Al Senato è stata depositata un’altra proposta di legge, di segno opposto a quella della Camera. Potrebbe rappresentare la strada giusta per il ritorno a una disciplina giuridica adeguata sugli stupefacenti?

«La legge del 2006 era una legge equilibrata, perché, al maggior rigore nell’approccio alla sostanza stupefacente, si accompagnava una notevole elasticità orientata al recupero, tanto che erano stati introdotti strumenti giuridici per evitare il più possibile il carcere anche in presenza di condanne significative. Questo sistema ne è uscito purtroppo squilibrato nel 2014, con la riforma del governo Renzi, che ha lasciato intatti gli istituti di maggiore elasticità, mentre ha smantellato gli istituti di maggior rigore, imponendo in primo luogo la distinzione tra droghe leggere e pesanti, qualcosa di assolutamente ascientifico e contrario alla realtà. Sarebbe quindi sufficiente tornare all’impostazione del 2006, con un sistema organico in cui vi sia un percorso privilegiato per il recupero in alternativa al carcere ma intransigente nei confronti dello spaccio, cosa che adesso non avviene».
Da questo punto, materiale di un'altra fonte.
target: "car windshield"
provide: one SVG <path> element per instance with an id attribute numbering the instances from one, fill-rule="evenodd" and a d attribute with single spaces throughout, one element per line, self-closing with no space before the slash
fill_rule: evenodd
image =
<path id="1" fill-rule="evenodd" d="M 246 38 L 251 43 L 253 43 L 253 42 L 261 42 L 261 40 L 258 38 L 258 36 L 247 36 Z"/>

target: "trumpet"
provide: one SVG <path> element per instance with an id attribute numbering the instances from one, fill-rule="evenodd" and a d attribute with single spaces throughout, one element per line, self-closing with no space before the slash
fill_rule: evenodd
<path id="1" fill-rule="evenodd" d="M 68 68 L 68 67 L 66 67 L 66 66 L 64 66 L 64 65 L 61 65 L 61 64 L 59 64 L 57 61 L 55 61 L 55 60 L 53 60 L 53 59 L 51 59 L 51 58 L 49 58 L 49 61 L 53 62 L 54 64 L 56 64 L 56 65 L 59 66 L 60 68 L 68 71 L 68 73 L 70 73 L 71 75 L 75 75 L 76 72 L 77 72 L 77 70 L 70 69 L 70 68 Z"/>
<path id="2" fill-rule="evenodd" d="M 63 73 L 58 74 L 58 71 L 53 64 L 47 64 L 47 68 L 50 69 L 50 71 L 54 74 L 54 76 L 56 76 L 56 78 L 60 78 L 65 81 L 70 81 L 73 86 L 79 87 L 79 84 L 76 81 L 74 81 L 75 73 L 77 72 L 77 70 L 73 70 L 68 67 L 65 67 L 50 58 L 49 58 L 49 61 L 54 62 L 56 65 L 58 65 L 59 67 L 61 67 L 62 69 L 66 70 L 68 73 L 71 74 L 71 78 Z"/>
Lei ha recentemente curato il saggio Droga, le ragioni del no (Cantagalli, 2002), realizzato in collaborazione con il Centro Studi “Rosario Livatino”. Lo farebbe leggere ai parlamentari che si apprestano a votare favorevolmente sulla depenalizzazione della cannabis?

«Il nostro è un lavoro con l’obiettivo di affrontare le diverse sfaccettature della questione, quindi, a fianco dell’aspetto giuridico, c’è quello medico-scientifico, quello criminologico, quello sociale e anche una parte dedicata al recupero. Il volume è a disposizione di tutti e, se i parlamentari desiderassero approfondire in modo specifico uno o più aspetti, non hanno che da convocare per audizioni gli autori degli approfondimenti. Quello che mi auguro è che ci sia un approccio alla materia fondato su dati di realtà e non su dati ideologici. Se si afferma che la cannabis, in fin dei conti, è come una sigaretta, anzi, che rispetto alla sigaretta ha una ricaduta più socializzante, si dice una bestialità dal punto di vista scientifico, che diventa una bestialità al cubo, se riferita agli adolescenti, dal momento in cui vi sono centinaia di studi scientifici – e anche il nostro saggio lo conferma – che dimostrano i danni irreversibili determinati dall’uso della cannabis durante la fase dello sviluppo».